Writes are sent to the Secondary in the order in which they are received at the Primary. VVR sends data to the Secondary RVG as a message encompassing an application write. This means VVR sends messages based on application write sizes. When the Secondary receives the message in VVR kernel memory, the Secondary immediately sends an initial acknowledgement of receipt. This is known as the network acknowledgement. The network acknowledgement allows the Primary to immediately continue processing, as required. The data is not yet written to disk on the Secondary RVG, but it is still safe because it is stored in the Primary SRL. After the Secondary writes to the local disk, it sends the second acknowledgement, the data acknowledgement.

The reason for the two-phase acknowledgement is so that VVR can maintain application performance when it is configured in synchronous mode. If VVR were to wait for the write to complete on the Secondary as well as the Primary, it would increase latency considerably. Instead, the Primary waits for the network acknowledgement from the Secondary before it completes the write at the application. Because data is persistently queued in the Primary SRL, safety of the data for the Secondary is maintained.

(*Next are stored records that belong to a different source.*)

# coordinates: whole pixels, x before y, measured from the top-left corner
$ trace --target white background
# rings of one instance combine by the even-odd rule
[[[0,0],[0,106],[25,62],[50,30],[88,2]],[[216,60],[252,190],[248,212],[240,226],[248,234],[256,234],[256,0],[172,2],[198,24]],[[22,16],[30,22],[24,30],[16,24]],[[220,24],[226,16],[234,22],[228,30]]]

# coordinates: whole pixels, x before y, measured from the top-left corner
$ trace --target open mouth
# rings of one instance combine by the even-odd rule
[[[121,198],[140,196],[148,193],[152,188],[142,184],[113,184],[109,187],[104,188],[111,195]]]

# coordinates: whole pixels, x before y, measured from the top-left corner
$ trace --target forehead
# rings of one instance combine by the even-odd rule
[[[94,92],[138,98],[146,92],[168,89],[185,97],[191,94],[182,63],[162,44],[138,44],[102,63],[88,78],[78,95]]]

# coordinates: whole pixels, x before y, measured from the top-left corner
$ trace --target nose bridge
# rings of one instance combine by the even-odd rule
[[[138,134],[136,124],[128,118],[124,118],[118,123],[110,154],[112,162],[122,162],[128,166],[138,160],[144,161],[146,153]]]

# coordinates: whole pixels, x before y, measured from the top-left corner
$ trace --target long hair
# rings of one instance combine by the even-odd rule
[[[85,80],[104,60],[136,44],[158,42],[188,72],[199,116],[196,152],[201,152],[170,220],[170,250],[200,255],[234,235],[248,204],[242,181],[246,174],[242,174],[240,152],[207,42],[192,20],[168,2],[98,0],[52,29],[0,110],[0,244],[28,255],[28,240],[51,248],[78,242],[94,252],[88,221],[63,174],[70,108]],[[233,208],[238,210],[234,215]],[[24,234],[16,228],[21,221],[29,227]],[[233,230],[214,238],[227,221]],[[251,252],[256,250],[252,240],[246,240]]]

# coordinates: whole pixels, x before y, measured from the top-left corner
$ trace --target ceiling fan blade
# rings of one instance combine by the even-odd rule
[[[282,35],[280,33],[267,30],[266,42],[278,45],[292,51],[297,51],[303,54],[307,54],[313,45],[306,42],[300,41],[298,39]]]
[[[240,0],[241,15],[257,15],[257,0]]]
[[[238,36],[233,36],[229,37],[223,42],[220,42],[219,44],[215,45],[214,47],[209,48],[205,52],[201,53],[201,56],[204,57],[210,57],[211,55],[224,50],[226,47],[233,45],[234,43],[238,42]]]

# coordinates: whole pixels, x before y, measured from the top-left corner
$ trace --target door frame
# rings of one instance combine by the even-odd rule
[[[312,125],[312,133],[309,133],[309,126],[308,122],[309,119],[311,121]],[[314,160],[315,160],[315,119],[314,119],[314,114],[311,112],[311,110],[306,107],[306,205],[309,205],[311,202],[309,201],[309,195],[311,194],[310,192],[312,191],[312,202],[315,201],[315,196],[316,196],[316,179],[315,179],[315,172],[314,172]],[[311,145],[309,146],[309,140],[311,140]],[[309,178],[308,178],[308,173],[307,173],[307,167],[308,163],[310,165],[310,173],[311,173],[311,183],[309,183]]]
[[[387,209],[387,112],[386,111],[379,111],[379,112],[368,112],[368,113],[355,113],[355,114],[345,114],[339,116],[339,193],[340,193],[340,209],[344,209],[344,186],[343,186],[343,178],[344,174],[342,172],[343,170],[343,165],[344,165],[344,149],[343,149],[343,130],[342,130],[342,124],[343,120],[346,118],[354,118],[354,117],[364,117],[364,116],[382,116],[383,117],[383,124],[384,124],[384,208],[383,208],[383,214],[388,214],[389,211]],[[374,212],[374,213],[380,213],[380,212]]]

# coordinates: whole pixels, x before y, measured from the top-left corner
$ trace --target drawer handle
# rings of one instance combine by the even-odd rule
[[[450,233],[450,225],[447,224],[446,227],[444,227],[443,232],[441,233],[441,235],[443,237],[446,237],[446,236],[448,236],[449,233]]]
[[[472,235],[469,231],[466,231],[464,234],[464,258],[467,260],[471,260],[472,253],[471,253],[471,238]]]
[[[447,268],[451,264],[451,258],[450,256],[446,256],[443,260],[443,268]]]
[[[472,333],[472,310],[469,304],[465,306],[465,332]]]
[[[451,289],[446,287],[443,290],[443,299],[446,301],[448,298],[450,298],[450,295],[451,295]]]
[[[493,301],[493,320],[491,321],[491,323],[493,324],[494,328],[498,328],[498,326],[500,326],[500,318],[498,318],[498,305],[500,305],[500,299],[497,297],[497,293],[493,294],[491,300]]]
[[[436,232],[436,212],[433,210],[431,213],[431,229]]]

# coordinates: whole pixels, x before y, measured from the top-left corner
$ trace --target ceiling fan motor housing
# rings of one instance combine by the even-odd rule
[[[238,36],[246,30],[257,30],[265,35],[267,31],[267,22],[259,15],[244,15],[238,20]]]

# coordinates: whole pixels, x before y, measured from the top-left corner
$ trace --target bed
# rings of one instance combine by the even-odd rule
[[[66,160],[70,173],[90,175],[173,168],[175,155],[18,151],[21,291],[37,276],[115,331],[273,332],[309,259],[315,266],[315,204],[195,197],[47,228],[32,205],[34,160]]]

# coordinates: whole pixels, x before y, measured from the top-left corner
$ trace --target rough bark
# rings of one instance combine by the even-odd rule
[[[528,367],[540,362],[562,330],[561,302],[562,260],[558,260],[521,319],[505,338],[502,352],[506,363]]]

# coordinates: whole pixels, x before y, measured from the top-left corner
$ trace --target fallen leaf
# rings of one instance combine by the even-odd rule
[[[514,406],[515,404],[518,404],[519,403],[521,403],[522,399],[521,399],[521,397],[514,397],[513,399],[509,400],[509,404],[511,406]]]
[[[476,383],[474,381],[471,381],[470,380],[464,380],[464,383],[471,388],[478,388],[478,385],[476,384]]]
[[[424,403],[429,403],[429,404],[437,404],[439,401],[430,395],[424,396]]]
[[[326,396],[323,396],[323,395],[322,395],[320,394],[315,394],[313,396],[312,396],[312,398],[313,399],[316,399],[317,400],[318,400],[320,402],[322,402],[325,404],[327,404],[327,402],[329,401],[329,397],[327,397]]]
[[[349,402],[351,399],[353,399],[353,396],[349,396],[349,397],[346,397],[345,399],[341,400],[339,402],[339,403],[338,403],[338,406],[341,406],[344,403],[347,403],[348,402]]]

VVR receives a packet into memory on the Secondary RVG when using UDP, holds the packet until the all previous packets have been received, then writes to the disks in the correct sequence to maintain consistency at the Secondary. Holding the packets in memory enables VVR to reassemble out-of-order network traffic before writing, and discover and handle missing packets. To maintain consistency at the Secondary RVG, VVR never writes an I/O out of order with the Primary RVG. VVR serializes and checksums incoming data from the Primary RVG to support accurate replay to the Secondary volumes.